|Defending women's champion Kim Clijsters showed no signs of a recent hip injury as she eased past Portugal's Maria Joao Koehler [GALLO/GETTY]
Top players moved to dampen down talk of a potential revolt and rift in the men's ranks as the Australian Open got underway in stifling conditions on Monday with Rafa Nadal and Roger Federer both winning.
After a week of drizzle and heavy cloud cover, blue skies welcomed the players to the tournament's opening day with temperatures rising quickly in the morning and flirting with 30 degrees Celsius before midday.
The heat, however, was the least of their concerns as some of the men began to openly discuss the possibility of a strike later in the season unless they and the ATP could come to an agreement on a more equitable split of prize money and a revamped playing schedule.
"It's (strike) such a dangerous word to use," world number three Federer said after his first-round victory over Russian qualifier Alexander Kudryavtsev.
"That's why I always say, 'let's try to avoid it as much as we can'. I think that would be the best for all of us: you guys, fans, tournaments, players.
"It's not good for anyone really. We've seen it in other sports happening in the States.
"That's why I'm always very careful about it."
While temperatures rose behind the scenes, world number two Nadal took advantage of cooler conditions in the early evening and romped into the second round with a 6-4 6-1 6-1 victory over Alex Kuznetsov.
Women's champion Kim Clijsters also got her title defence off to a strong start with a 7-5 6-1 win over Portugal's Maria Joao Koehler, while world number one Caroline Wozniacki smashed Australia's Anastasia Rodionova 6-2 6-1 in 76 minutes.
Nadal, who had been suffering from a niggling shoulder injury, said his perpetually troubled knees had caused him some concern on Sunday when he suffered "unbelievable pain" in his right knee when he straightened it.
However, the 10-times grand slam winner managed to receive treatment on Sunday and while his knee was heavily strapped on Monday, he had little trouble in advancing to the second round.
Earlier, local fans had plenty to cheer with teenager Bernard Tomic coming back from a two-set deficit to beat 22nd seed and 2009 Melbourne Park semi-finalist Fernando Verdasco 4-6 6-7 6-4 6-2 7-5 in four hours, 11 minutes on Rod Laver Arena.
The gangly Tomic has now assumed the mantle from Lleyton Hewitt as the host country's main hope for a first men's title since Mark Edmondson in 1976.

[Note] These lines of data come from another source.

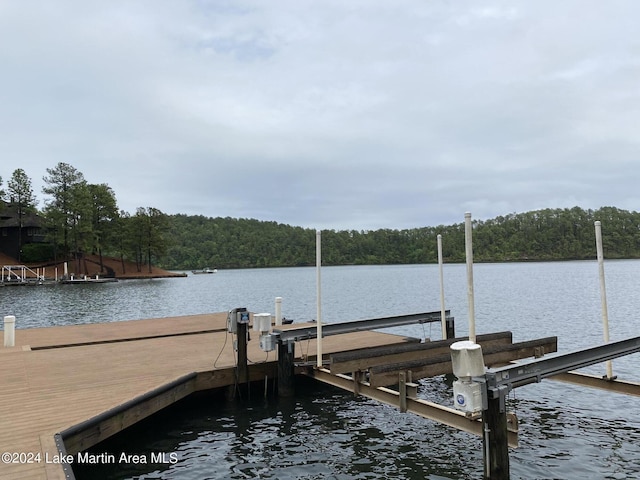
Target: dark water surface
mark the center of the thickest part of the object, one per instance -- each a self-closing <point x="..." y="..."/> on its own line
<point x="566" y="432"/>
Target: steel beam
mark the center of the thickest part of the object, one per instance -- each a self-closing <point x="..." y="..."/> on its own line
<point x="600" y="382"/>
<point x="305" y="333"/>
<point x="513" y="376"/>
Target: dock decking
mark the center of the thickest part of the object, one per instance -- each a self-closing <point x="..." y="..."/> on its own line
<point x="58" y="377"/>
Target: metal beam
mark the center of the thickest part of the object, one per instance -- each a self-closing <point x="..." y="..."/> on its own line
<point x="600" y="382"/>
<point x="513" y="376"/>
<point x="423" y="408"/>
<point x="305" y="333"/>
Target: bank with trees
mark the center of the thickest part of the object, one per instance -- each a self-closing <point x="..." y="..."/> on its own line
<point x="80" y="218"/>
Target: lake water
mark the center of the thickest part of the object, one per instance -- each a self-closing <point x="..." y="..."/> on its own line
<point x="566" y="432"/>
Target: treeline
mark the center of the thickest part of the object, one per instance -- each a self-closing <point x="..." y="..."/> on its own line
<point x="550" y="234"/>
<point x="82" y="218"/>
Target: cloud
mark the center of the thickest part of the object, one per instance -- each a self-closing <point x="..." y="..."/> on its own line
<point x="331" y="115"/>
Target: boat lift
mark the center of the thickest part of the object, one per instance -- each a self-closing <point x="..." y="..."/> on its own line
<point x="496" y="384"/>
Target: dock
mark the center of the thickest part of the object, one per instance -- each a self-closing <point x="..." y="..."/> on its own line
<point x="91" y="381"/>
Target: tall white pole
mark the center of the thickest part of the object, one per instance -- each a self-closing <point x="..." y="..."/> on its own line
<point x="443" y="320"/>
<point x="9" y="331"/>
<point x="278" y="310"/>
<point x="319" y="297"/>
<point x="603" y="293"/>
<point x="469" y="255"/>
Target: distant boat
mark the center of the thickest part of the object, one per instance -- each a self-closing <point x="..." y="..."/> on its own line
<point x="204" y="270"/>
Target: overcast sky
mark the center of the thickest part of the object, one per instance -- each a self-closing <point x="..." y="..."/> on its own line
<point x="328" y="114"/>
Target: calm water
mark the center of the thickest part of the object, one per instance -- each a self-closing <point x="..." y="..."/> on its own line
<point x="566" y="432"/>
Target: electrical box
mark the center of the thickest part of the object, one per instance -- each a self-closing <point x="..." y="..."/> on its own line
<point x="267" y="342"/>
<point x="467" y="396"/>
<point x="236" y="316"/>
<point x="262" y="322"/>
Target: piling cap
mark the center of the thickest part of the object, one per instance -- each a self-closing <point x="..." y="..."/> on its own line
<point x="466" y="359"/>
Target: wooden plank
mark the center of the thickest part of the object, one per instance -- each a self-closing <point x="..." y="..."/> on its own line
<point x="363" y="359"/>
<point x="385" y="375"/>
<point x="95" y="368"/>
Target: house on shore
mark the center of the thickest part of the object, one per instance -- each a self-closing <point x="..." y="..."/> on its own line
<point x="16" y="232"/>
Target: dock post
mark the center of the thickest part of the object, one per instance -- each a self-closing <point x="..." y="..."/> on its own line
<point x="495" y="441"/>
<point x="286" y="373"/>
<point x="243" y="369"/>
<point x="451" y="328"/>
<point x="9" y="331"/>
<point x="278" y="320"/>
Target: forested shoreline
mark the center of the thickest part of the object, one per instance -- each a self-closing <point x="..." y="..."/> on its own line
<point x="80" y="218"/>
<point x="541" y="235"/>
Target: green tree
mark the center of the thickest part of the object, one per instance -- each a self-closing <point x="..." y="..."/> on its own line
<point x="104" y="212"/>
<point x="20" y="194"/>
<point x="63" y="185"/>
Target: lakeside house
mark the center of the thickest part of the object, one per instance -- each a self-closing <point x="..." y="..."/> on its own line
<point x="17" y="231"/>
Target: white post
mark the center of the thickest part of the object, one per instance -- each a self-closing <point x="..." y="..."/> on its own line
<point x="443" y="320"/>
<point x="278" y="310"/>
<point x="9" y="331"/>
<point x="469" y="254"/>
<point x="319" y="297"/>
<point x="603" y="294"/>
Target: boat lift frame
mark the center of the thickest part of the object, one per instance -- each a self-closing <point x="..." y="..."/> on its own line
<point x="498" y="382"/>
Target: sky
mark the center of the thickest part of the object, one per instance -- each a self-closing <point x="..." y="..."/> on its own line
<point x="339" y="115"/>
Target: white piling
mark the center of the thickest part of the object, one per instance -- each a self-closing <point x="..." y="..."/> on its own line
<point x="469" y="255"/>
<point x="443" y="320"/>
<point x="278" y="310"/>
<point x="603" y="293"/>
<point x="9" y="331"/>
<point x="319" y="297"/>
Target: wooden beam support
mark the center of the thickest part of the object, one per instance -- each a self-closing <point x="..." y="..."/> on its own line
<point x="423" y="408"/>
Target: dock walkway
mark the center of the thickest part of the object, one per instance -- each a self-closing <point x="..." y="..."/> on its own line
<point x="58" y="377"/>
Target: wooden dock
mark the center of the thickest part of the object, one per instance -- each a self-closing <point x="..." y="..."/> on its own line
<point x="94" y="380"/>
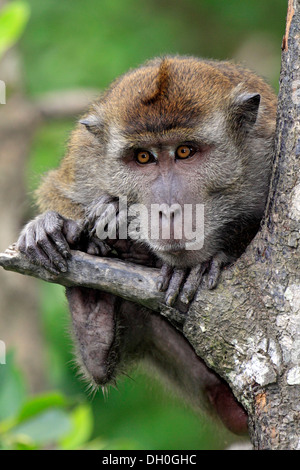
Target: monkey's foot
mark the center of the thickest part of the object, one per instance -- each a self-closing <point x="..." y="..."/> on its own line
<point x="182" y="284"/>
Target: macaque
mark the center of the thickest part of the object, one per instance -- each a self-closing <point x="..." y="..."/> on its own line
<point x="193" y="139"/>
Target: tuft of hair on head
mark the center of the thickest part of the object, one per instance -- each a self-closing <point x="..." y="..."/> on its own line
<point x="161" y="83"/>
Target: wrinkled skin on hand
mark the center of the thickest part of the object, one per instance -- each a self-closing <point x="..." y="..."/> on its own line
<point x="112" y="334"/>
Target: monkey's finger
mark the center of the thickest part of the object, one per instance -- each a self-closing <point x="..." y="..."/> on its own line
<point x="97" y="247"/>
<point x="214" y="273"/>
<point x="192" y="283"/>
<point x="164" y="277"/>
<point x="35" y="252"/>
<point x="174" y="286"/>
<point x="43" y="240"/>
<point x="72" y="231"/>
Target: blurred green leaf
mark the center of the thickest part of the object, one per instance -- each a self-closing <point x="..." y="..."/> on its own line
<point x="82" y="427"/>
<point x="12" y="389"/>
<point x="41" y="403"/>
<point x="13" y="19"/>
<point x="44" y="428"/>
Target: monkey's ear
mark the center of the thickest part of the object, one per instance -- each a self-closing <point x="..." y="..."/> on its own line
<point x="245" y="108"/>
<point x="92" y="123"/>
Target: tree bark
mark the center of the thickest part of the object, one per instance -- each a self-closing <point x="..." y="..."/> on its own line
<point x="248" y="328"/>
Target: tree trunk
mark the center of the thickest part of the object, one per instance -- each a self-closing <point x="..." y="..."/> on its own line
<point x="248" y="328"/>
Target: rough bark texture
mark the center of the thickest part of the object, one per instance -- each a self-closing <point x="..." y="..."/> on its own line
<point x="248" y="329"/>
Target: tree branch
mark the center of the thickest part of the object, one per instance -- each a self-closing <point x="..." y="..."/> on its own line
<point x="127" y="280"/>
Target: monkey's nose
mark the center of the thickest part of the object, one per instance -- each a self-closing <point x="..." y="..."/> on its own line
<point x="170" y="224"/>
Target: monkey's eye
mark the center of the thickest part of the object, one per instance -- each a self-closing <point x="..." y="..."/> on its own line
<point x="143" y="156"/>
<point x="184" y="151"/>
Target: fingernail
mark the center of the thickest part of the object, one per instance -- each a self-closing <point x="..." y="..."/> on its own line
<point x="63" y="268"/>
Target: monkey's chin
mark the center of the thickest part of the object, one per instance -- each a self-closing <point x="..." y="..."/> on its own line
<point x="177" y="254"/>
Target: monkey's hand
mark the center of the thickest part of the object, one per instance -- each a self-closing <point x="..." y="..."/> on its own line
<point x="105" y="218"/>
<point x="46" y="240"/>
<point x="182" y="284"/>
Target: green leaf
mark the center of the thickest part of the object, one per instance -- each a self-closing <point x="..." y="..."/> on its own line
<point x="44" y="428"/>
<point x="13" y="19"/>
<point x="40" y="403"/>
<point x="12" y="389"/>
<point x="82" y="427"/>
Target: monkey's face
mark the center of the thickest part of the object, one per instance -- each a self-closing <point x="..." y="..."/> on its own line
<point x="180" y="189"/>
<point x="181" y="139"/>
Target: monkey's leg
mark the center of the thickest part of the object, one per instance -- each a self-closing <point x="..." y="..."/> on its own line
<point x="93" y="315"/>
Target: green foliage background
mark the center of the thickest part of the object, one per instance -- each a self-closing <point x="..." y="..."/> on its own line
<point x="70" y="44"/>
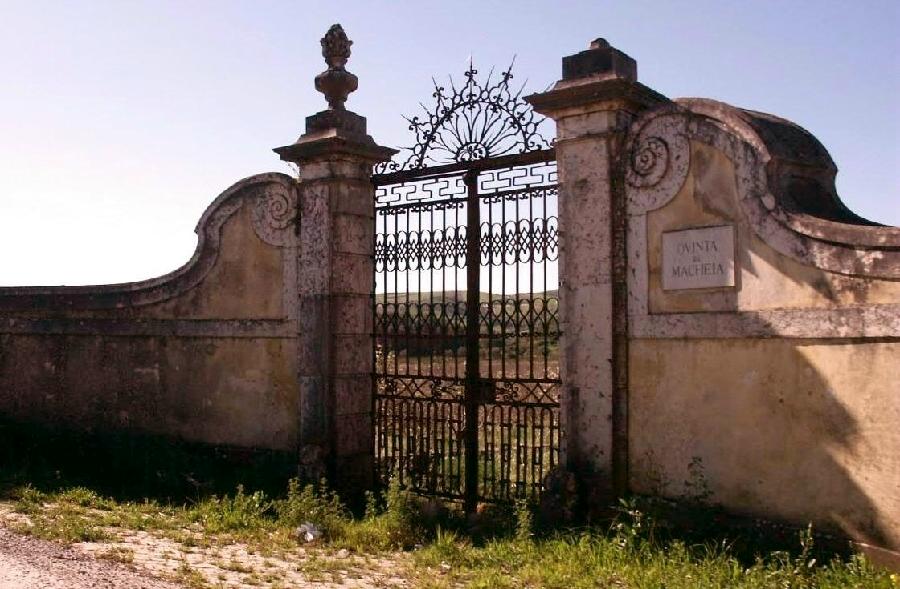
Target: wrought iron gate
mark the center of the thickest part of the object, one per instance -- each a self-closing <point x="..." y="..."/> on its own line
<point x="466" y="307"/>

After some youthful and ill-received bravado earlier in his career, Tomic is taking local expectations in his giant stride.
"The crowd always want an Australian in the final...but they don't realise it's one of the hardest things in the world," Tomic said.
"To have so many world class players you have to beat on the way to get to the quarters, let alone a final, it's the hardest thing.
"I'm only going to learn and get confidence, and one day be in the position to get to the finals of majors."
Australian women's wildcard Casey Dellacqua came back from a period of two years off following shoulder and foot surgeries to set up a second-round clash against third seed Victoria Azarenka after a 6-3 6-2 win over Serbia's Bojana Jovanovski.
|In need of a caffeine fix: Victoria Azarenka [GETTY]
Azarenka had missed her morning coffee and was in no mood to hang around in the Melbourne heat, getting her campaign off to a flying start with a 6-1 6-0 victory over Britain's Heather Watson.
Azarenka, who only arrived in Melbourne on Saturday after she won the Sydney International title, needed just 67 minutes to beat Watson though she paid a high price for an early morning practice session on the main Rod Laver Arena.
"Actually, I didn't get my coffee in the morning today, so I was really pissed off," the 22-year-old said to laughter.
"So tomorrow I'm definitely getting it.
"It was so early and I wanted to come play a little bit longer on centre court. Everything was closed.
"I said, 'Oh my God, I need my coffee'."
Former US Open champion Juan Martin Del Potro looked like he needed a caffeine jolt in his match against French left-hander Adrian Mannarino before eventually running out a 2-6 6-1 7-5 6-4 winner in just under three hours.
"He's a lefty and he makes different shots," Del Potro said.
"He started much better than me in the first set, and then it was tough to fight behind the score.
"But I did my things, my game and I took all the opportunities to beat him."